The TTEST Procedure

Paired Design

Define the following notation:

$\displaystyle  n^\star  $
$\displaystyle = \mbox{number of observations in data set}  $
$\displaystyle y_{1i}  $
$\displaystyle = \mbox{value of \Mathtext{i}th observation for first PAIRED variable,} \; \;  i \in \{ 1, \ldots , n^\star \}   $
$\displaystyle y_{2i}  $
$\displaystyle = \mbox{value of \Mathtext{i}th observation for second PAIRED variable,} \; \;  i \in \{ 1, \ldots , n^\star \}   $
$\displaystyle f_ i  $
$\displaystyle = \mbox{frequency of \Mathtext{i}th observation,} \; \;  i \in \{ 1, \ldots , n^\star \}   $
$\displaystyle w_ i  $
$\displaystyle = \mbox{weight of \Mathtext{i}th observation,} \; \;  i \in \{ 1, \ldots , n^\star \}   $
$\displaystyle n  $
$\displaystyle = \mbox{sample size} = \sum _ i^{n^\star } f_ i  $
Normal Difference (DIST=NORMAL TEST=DIFF)

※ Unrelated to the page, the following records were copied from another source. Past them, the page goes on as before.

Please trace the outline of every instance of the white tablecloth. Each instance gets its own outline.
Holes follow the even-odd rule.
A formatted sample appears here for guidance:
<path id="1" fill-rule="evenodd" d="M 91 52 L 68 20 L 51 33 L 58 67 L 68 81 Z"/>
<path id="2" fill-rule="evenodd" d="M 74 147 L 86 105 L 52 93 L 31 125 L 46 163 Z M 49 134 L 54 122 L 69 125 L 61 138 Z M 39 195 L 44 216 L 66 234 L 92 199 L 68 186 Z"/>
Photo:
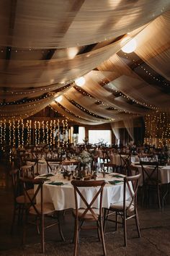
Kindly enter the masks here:
<path id="1" fill-rule="evenodd" d="M 122 155 L 121 156 L 125 160 L 128 158 L 127 155 Z M 132 163 L 137 162 L 138 161 L 138 155 L 130 156 L 130 161 Z M 117 166 L 121 166 L 121 159 L 120 155 L 112 155 L 111 163 Z M 123 164 L 123 163 L 122 163 Z"/>
<path id="2" fill-rule="evenodd" d="M 119 174 L 120 175 L 120 174 Z M 44 184 L 44 202 L 53 202 L 54 208 L 56 210 L 61 210 L 68 208 L 75 208 L 75 199 L 74 199 L 74 192 L 73 187 L 71 185 L 71 182 L 63 179 L 62 174 L 58 174 L 55 177 L 57 182 L 63 182 L 63 185 L 55 186 L 49 184 L 48 183 Z M 111 176 L 107 176 L 106 178 L 103 178 L 102 176 L 99 178 L 99 179 L 105 179 L 106 181 L 118 179 L 123 181 L 123 178 L 112 178 Z M 99 187 L 81 187 L 80 191 L 83 193 L 85 198 L 89 202 L 91 202 L 91 199 L 96 194 L 96 191 L 99 189 Z M 127 189 L 127 199 L 130 197 L 128 189 Z M 38 200 L 37 199 L 37 202 Z M 115 185 L 111 185 L 107 184 L 104 187 L 103 191 L 103 207 L 109 208 L 111 203 L 115 203 L 117 202 L 121 202 L 123 200 L 123 182 L 118 183 Z M 79 207 L 84 207 L 84 204 L 82 200 L 79 200 Z M 99 208 L 99 201 L 98 199 L 97 202 L 93 205 L 93 207 Z"/>

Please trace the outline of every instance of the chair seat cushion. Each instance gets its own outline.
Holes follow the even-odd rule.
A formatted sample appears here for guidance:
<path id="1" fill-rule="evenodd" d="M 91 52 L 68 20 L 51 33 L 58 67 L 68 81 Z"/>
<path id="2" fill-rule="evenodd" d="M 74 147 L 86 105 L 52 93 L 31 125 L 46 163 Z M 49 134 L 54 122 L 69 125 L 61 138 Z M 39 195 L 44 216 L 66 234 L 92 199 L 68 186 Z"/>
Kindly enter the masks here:
<path id="1" fill-rule="evenodd" d="M 34 189 L 28 189 L 27 192 L 28 192 L 29 195 L 30 195 L 30 197 L 33 197 L 33 195 L 34 195 Z M 24 202 L 30 202 L 29 199 L 27 198 L 27 197 L 25 197 L 25 199 L 26 199 L 26 202 L 24 202 L 24 195 L 19 195 L 19 197 L 17 197 L 16 198 L 16 201 L 17 202 L 17 203 L 23 203 L 23 204 Z"/>
<path id="2" fill-rule="evenodd" d="M 97 216 L 97 218 L 98 218 L 99 216 L 99 209 L 92 208 L 92 210 L 94 212 L 95 215 Z M 84 208 L 79 209 L 79 210 L 78 210 L 78 216 L 79 216 L 79 218 L 81 218 L 81 216 L 84 213 L 84 210 L 85 210 Z M 76 216 L 76 210 L 73 210 L 73 213 Z M 91 213 L 91 211 L 88 210 L 88 212 L 86 213 L 85 216 L 83 217 L 83 219 L 94 219 L 94 218 L 92 213 Z"/>
<path id="3" fill-rule="evenodd" d="M 38 212 L 40 213 L 41 212 L 41 205 L 36 204 L 36 208 L 37 209 Z M 43 214 L 49 214 L 55 212 L 55 210 L 54 208 L 54 205 L 53 203 L 50 202 L 45 202 L 43 204 Z M 32 206 L 30 207 L 30 213 L 37 215 L 37 212 L 35 210 L 34 208 Z"/>
<path id="4" fill-rule="evenodd" d="M 130 205 L 129 201 L 125 201 L 125 208 L 127 209 Z M 120 210 L 120 211 L 123 211 L 123 201 L 120 202 L 116 202 L 114 204 L 111 204 L 109 209 L 112 210 Z M 129 212 L 132 212 L 135 210 L 134 204 L 132 204 L 128 209 Z"/>

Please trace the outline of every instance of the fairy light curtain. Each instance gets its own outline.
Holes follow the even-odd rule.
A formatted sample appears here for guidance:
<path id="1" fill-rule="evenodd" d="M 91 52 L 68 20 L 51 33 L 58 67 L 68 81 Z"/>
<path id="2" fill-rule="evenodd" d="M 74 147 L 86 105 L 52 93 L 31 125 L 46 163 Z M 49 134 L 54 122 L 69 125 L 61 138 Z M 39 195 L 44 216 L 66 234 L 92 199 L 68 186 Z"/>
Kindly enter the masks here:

The analysis is the same as the analysis for the one-sample design in the section Normal Data (DIST=NORMAL) based on the differences

\[  d_ i = y_{1i} - y_{2i} \; \; , \; \;  i \in \{ 1, \ldots , n^\star \}   \]
Lognormal Ratio (DIST=LOGNORMAL TEST=RATIO)

The analysis is the same as the analysis for the one-sample design in the section Lognormal Data (DIST=LOGNORMAL) based on the ratios

\[  r_ i = y_{1i} / y_{2i} \; \; , \; \;  i \in \{ 1, \ldots , n^\star \}   \]
Normal Ratio (DIST=NORMAL TEST=RATIO)

The hypothesis $H_0\colon \mu _1 / \mu _2 = \mu _0$, where $\mu _1$ and $\mu _2$ are the means of the first and second PAIRED variables, respectively, can be rewritten as $H_0\colon \mu _1 - \mu _0\mu _2 = 0$. The t value and p-value are computed in the same way as in the one-sample design in the section Normal Data (DIST=NORMAL) based on the transformed values

\[  z_ i = y_{1i} - \mu _0 y_{2i} \; \; , \; \;  i \in \{ 1, \ldots , n^\star \}   \]

Estimates and confidence limits are not computed for this situation.